Before my young friend arrived, I had prepared our art cart hoping there would be something that would catch her eye. Sure enough, the paint set was the the visual invitation that sparked her interest. While holding a paint set in one hand and a paint brush in the other, she turned and looked up at me. “Would you like to paint?” I asked. “Okay,” she said and she set them on the small work table.

She started to pull the child-sized chair out from beneath it to sit down. I knew this was the moment to step in to begin guiding. It was my job to slow her down and lead her through the process. Certainly, it would have been easier to collect the materials for her, open the paints and let her begin. But, as with all activities, there is so much to gain from start to finish. It’s the process not the end product that matters most.

I sat at her level and asked that she please “find my eyes.” Once she made eye contact with me, I knew she was listening and reassured her that she would soon be able to paint. “First, we have to set up the work together. Hmmm…Let’s see, (slowing down and pausing to give her time to process and follow my lead). I think we need a mat to protect the table from paint spills. Do you remember where the mats are kept?” With several color choices to choose from, she selected yellow and set it on the table. Next, using the same approach, she chose a soft cloth for spills, a piece of paper and a small ramekin bowl. She carried each to the table, one at a time.

She began to set the bowl on the table and started to lose her balance. I watched and trusted that she would recenter herself. Both her small and large motor coordination was working hard to stabilize. And they did. Incorporating movement helps to refine her large motor skills. Once centered, she gently placed the bowl on the mat showing great focus. I was delighted to have captured that moment!
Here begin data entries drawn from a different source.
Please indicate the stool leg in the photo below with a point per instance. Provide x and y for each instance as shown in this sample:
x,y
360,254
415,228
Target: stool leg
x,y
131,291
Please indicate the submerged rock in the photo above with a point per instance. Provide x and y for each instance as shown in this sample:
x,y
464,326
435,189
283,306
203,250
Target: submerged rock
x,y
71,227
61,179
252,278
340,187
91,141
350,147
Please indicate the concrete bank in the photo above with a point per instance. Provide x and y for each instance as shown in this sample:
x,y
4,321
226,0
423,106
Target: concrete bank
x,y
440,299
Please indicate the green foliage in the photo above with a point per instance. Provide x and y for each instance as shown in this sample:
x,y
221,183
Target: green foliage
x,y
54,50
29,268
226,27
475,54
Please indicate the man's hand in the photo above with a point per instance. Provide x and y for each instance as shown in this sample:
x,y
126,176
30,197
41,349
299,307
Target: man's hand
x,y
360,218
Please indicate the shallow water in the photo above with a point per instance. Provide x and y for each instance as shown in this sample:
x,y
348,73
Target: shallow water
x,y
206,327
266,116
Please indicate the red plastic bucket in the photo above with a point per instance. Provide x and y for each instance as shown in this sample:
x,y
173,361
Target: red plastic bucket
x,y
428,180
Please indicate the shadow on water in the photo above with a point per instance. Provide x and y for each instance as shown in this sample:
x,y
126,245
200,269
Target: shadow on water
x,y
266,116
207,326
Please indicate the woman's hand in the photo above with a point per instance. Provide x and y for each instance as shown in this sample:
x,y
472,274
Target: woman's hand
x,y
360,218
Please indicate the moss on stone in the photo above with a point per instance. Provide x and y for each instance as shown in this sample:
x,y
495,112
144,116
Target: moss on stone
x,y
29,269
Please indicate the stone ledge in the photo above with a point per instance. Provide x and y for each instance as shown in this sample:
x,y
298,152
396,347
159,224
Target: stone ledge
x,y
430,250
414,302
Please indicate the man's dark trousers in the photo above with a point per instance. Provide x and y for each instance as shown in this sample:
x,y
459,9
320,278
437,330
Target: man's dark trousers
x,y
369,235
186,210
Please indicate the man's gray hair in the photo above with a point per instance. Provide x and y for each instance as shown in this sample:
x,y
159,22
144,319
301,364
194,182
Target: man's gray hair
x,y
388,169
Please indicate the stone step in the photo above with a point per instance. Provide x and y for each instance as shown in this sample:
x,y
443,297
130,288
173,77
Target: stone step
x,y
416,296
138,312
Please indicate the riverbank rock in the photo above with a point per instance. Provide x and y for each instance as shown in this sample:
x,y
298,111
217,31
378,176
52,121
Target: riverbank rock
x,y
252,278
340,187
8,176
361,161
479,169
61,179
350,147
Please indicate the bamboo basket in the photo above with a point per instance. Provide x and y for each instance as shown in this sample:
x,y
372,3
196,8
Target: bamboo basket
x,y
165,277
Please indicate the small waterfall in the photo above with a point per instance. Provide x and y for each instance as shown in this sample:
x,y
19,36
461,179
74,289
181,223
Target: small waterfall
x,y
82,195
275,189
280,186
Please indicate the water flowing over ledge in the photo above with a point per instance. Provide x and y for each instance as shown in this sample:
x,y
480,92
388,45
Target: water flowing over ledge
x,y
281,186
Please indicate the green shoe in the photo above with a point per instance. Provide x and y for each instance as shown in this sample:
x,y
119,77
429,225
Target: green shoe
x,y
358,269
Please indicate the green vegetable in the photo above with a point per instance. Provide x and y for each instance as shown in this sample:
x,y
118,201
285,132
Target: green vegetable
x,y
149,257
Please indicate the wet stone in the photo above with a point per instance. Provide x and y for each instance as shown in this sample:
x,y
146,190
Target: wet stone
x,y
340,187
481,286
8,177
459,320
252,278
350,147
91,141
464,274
As a reminder, I said, “we will need water for the painting activity. Would you like to pour the water into the squeeze bottle?” I demonstrated with slow and exaggerated movements. To open the bottle’s cap, I unscrewed its top and placed the bottle under our “work water” dispenser (there are two water dispensers: filtered for drinking and unfiltered for activities.) I then opened and closed the dispenser’s tap as she watched before inviting her to try.

“Would you like to add work water to the squeeze bottle?” Normally, I would offer the child a small ceramic or glass pitcher to hold the water and pour from. Instead, I opted to offer her a squeeze bottle for this activity. Because of the pandemic and our recent move, she hasn’t had a lot of pouring opportunities here. With the many steps already involved, I felt the squeeze bottle was more familiar and therefore offered a greater chance for a successful water transfer outcome. With a little verbal and hands-on support from me, she filled the bottle with water, closed the dispenser tap and and tightened the bottle top. Once tight, she carried the bottle to the table upright and with two hands.

Coordinating her movements and positioning the small wooden chair was the next step. She had to make spatial judgements both with her body and the connection between the table and chair. She settled in and I asked, “Would you like me to push you closer to the table?” She smiled and said, “Okay.” While she added water to her ceramic bowl, I offered the simple language, “squeeze.” In between, she took a turn and said, “squeeze,” too.

Next, she dipped the brush in the water and then a paint color before making long horizontal strokes across the page. She continued for a short time and then paused to touch the paint with her fingers. After collecting the necessary sensorial information she needed, she returned to her brush strokes. She painted for all of about three minutes.

Was it worth all that work for three minutes of painting? Absolutely!! Painting was the invitation; however, the greater learning was in everything that led up to the painting. Simply by preparing an art cart with items that interested her, she left innately satisfied from her “work” and colorful art to remind her of all she had accomplished that morning: her growing independence, coordination, language, dexterity, balance, confidence, judgement, reasoning and so much more!